The Parties’ Resources
Will the courts allow for more discovery requests from a wealthy party, but limit discovery from a financially weak party? This criterion may well disadvantage large corporations, insurance companies, and governmental bodies and should give such organizations pause.
The Importance of the Discovery in Resolving the Issues
Who will decide the “importance” of the requested discovery in resolving the ultimate issues in the case? If important, will discovery be allowed even if the cost is considerable or the amount in controversy is small?
Whether the Burden or Expense of the Proposed Discovery Outweighs its Likely Benefit
An argument could be made that all discovery is inherently burdensome. So, who will decide whether that burden is unduly light or harsh given the importance of the issues at stake, the amount in controversy, the parties’ relative access to relevant information, the parties’ resources and the importance of discovery in resolving the issues?
Establishing Precedent
Given the novelty of these changes in the discovery rules, parties should be encouraged to cooperate in working out disputes. If the parties fail to agree – which is to be expected when changes are made to fundamental definitions and rules – the courts will have to rule on their disputes until enough practical experience and precedential court guidance has been created.
If confronted with a challenge based on relevance and proportionality, consider, as a starting point, looking to the decisions of the federal courts.

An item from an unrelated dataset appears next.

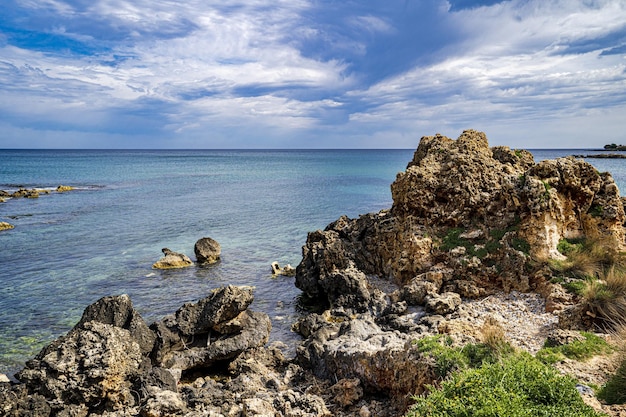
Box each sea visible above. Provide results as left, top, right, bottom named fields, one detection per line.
left=0, top=149, right=626, bottom=378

While these new Wisconsin rules do not completely adopt the federal rules, some rules are the same – such as the proportionality rule – so you should argue that it is subject to federal gloss.
Tossing Aside 40 Years of Guidance
The point of this discussion is not that these rule changes are necessarily bad or unsuited to Wisconsin practice.

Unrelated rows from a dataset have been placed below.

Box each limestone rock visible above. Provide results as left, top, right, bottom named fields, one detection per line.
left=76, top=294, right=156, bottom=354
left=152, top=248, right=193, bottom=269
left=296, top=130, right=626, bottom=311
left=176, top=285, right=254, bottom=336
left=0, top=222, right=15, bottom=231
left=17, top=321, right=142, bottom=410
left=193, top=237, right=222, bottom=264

The point is that these changes were brought forth by a Legislature that appeared determined to proverbially fix something that was not broken. The prior version of section 804.01(2)(a) existed for more than four decades, allowing for an abundance of practical experience, circuit court rulings, and appellate court decisions that gave guidance and direction to lawyers in conducting discovery in civil cases in Wisconsin.
The fact that our Legislature chose to enact these changes without proper vetting by the Wisconsin Judicial Council now means that the vetting will have to take place within the civil lawsuits filed after July 1.
One thing is for certain: these substantive changes in section 804.01(2)(a) will dramatically change the practice of civil law in Wisconsin until each criterion is scrutinized and evaluated by litigants and our court system.
Endnotes
1 See, e.g., Murillo v. Kohl’s Corp., No. 16-CV-196-JPS, 2016 WL 4705550, at *2 (E.D. Wis. Sept. 8, 2016).
2 See, e.g., Lambrecht v. Estate of Kaczmarczyk, 2001 WI 25, ¶2 n. 2, 241 Wis. 2d 804, 623 N.W.2d 751.
3 See, e.g.,Murillo, 2016 WL 4705550, at *2-3.